In recent years, whoever wins in the Golden Globes often pick up the rest of the major awards right up to the Oscars. I can't remember three different people winning for one category, making the Oscar race truly wide open. It's just like what happened in last year's presidential race. We basically know who's going to be the major nominees a year before the election. It's been the same story for the most part in the major movie awards.
Who wouldn't want to be a competitive race right up to the Oscars? I was excited about whether Viola Davis could beat Meryl Streep for Best Actress last year. I would like to see a similar battle between Jessica Chastain and Jennifer Lawrence. If Lawrence wins in the SAGs, we may get that. However, Chastain may get the edge from voters who will support her as a way of supporting Kathryn Bigelow.
A similar situation could emerge in the Supporting Actor race. While Christoph Waltz earned his Golden Globe, I suspect others may support Philip Seymour Hoffman or Tommy Lee Jones instead because Django Unchained may have been too violent for them. If Hoffman or Jones wins next week, we have a race, and more interest.

While choosing the Best Movie, Actor or even Best Song in the major award shows every year may be just like how we choose a president, there's one fact that seems to prove they're not similar: we never find out how many votes each Oscar nominee received.

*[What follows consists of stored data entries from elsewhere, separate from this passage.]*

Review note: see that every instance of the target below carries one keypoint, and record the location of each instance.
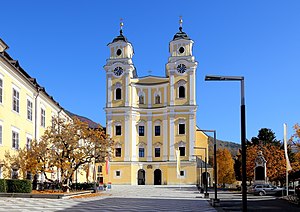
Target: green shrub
(3, 185)
(19, 186)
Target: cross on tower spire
(121, 26)
(180, 23)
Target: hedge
(3, 185)
(18, 186)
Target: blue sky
(64, 45)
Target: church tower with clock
(152, 119)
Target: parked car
(266, 189)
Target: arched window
(141, 99)
(181, 91)
(157, 99)
(118, 93)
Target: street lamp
(206, 195)
(216, 200)
(243, 129)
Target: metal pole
(206, 180)
(215, 163)
(201, 171)
(243, 142)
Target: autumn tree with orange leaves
(225, 167)
(272, 151)
(294, 156)
(66, 146)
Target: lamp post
(216, 200)
(243, 129)
(206, 195)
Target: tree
(73, 144)
(29, 161)
(265, 136)
(66, 146)
(225, 167)
(274, 156)
(294, 156)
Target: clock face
(118, 71)
(119, 52)
(181, 50)
(259, 160)
(181, 68)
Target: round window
(119, 52)
(181, 50)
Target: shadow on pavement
(140, 204)
(258, 205)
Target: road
(233, 202)
(120, 198)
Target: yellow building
(26, 109)
(151, 118)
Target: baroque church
(152, 119)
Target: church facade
(152, 119)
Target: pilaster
(149, 137)
(172, 137)
(126, 137)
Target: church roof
(181, 35)
(151, 80)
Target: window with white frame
(28, 142)
(141, 99)
(181, 126)
(157, 152)
(182, 150)
(1, 90)
(157, 99)
(118, 129)
(141, 152)
(181, 88)
(181, 91)
(0, 134)
(141, 95)
(157, 130)
(1, 171)
(15, 140)
(29, 110)
(142, 130)
(118, 91)
(16, 100)
(118, 152)
(43, 117)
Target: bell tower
(119, 71)
(181, 67)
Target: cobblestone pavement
(119, 198)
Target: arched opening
(141, 177)
(157, 177)
(181, 92)
(118, 93)
(259, 173)
(157, 99)
(205, 178)
(141, 99)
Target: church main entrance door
(157, 177)
(141, 177)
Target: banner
(288, 164)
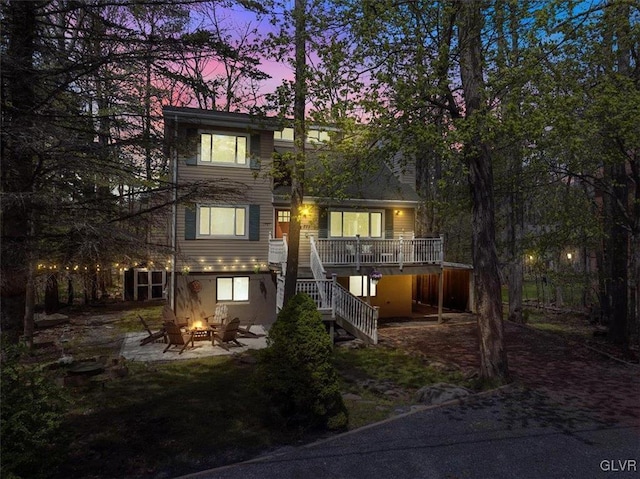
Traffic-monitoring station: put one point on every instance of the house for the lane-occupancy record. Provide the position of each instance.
(359, 257)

That may be true, but a campaign is a campaign. All that's missing is a negative ad campaign against nominees.
Then again, remember when Selma Hayek hosted Saturday Night Live? She seemed to invent negative ads so she could win in Frieda. It was a joke, of course, until it happens for real.

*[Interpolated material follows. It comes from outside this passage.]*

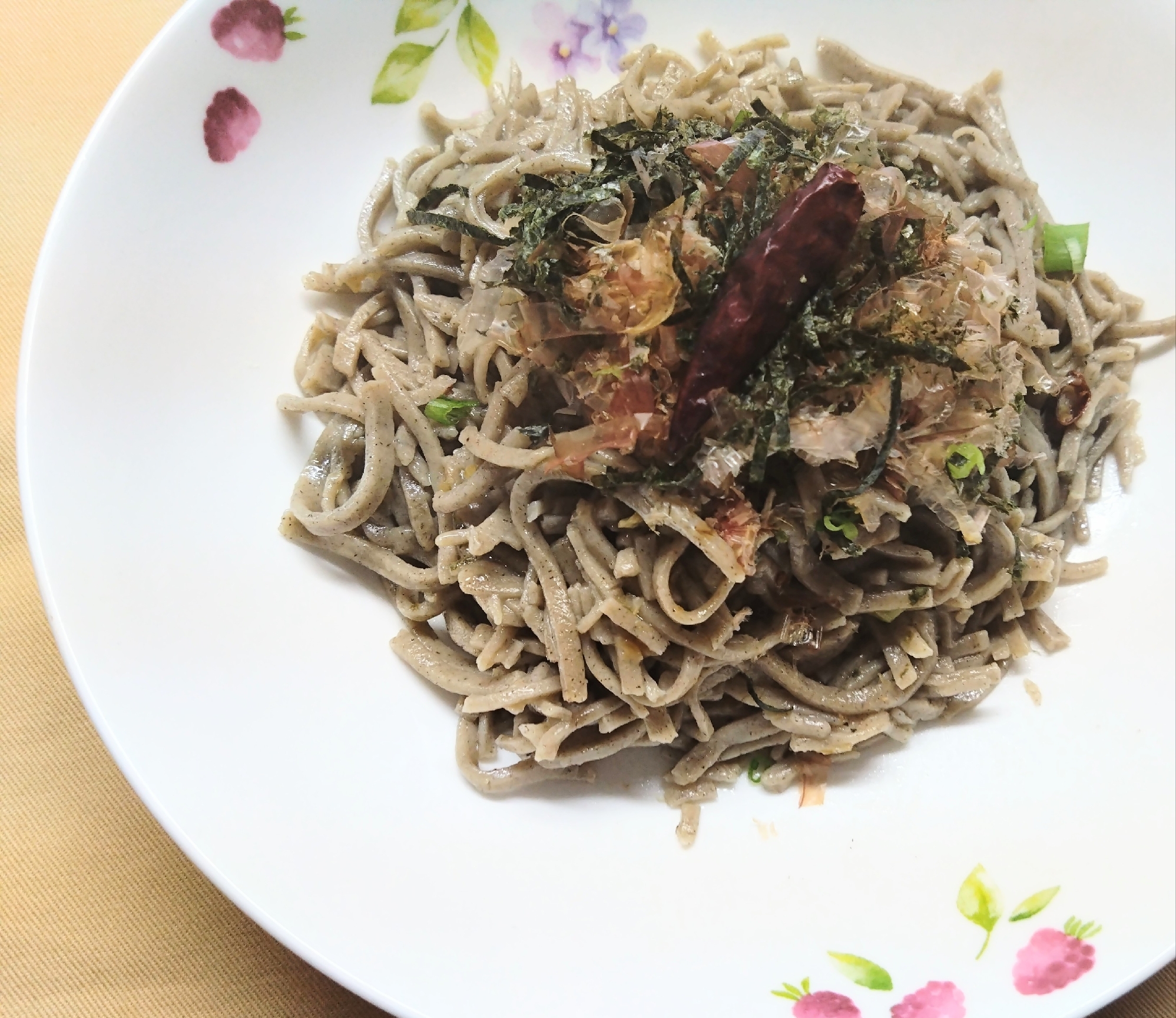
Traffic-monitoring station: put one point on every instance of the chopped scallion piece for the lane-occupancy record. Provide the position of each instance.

Update: Jennifer Lawrence did win Best Actress at the Screen Actors Guild awards last night. So we have a race come Oscar time, as we had between Viola Davis (who won in the SAGs last year) and eventual Oscar winner Meryl Streep. I still say Chastain wins at the Oscars thanks to the Best Director votes Kathryn Bigelow would have gotten. According to some, Ben Affleck also being snubbed may lead to more Best Picture votes for Argo.  For Supporting Actor, Tommy Lee Jones won, which means he may get the edge at the Oscars because Django may be too violent for some voters. The voting starts in a few days, and we'll find out who wins, and if Seth MacFarland can host a major awards show, in four weeks.